Largest value of $n$ such that the complementary set of any $n$-element subset contains at least two elements that are coprime

Question

What is the largest value of $n$ such that the complementary set of any subset with $n$ elements of {1, 2, ..., 1989} contains at least two elements that are coprime? I am looking for the most general solution. For the sake of context: any mathematical methods can be used to provide a solution to the problem, so long as the solution is the most general.

Answer 1

Let $S$ be a finite set of consecutive integers, $|S|\ge2$. Let $D=\{x\in S:x\text{ is odd}\}$ and $E=\{x\in S:x\text{ is even}\}$.

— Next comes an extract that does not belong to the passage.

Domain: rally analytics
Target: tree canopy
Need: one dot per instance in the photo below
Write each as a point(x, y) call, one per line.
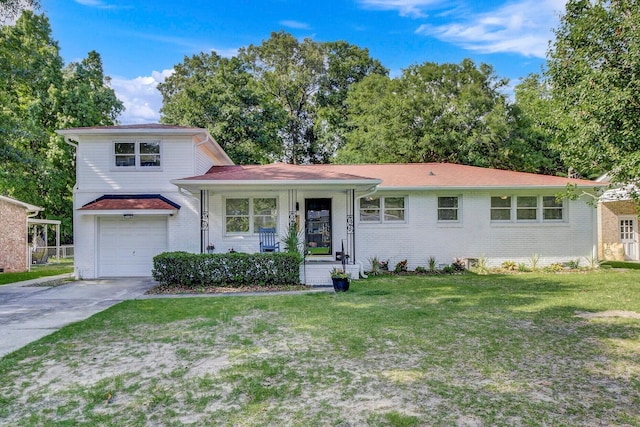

Claim. $|D|-1$ is the largest number $n\le|S|$ such that, for any $n$-element set $X\subseteq S$, the complementary set $S\setminus X$ contains two coprime elements.

I, Suppose $n=|D|-1$. Consider any set $X\subseteq S$ with $|X|=n=|D|-1$, and let $Y=S\setminus X$, so that $|Y|=|E|+1\ge2$. It is easy to see that $Y$ contains two consecutive integers unless $Y=D$. In either case, $Y$ contains two coprime elements; either two consecutive integers or else two consecutive odd numbers.

II. Suppose $|D|\le n\le|S|$. Then there is an $n$-element set $X$ such that $D\subseteq X\subseteq S$. Since all elements of $S\setminus X$ are even numbers, no two of them are coprime.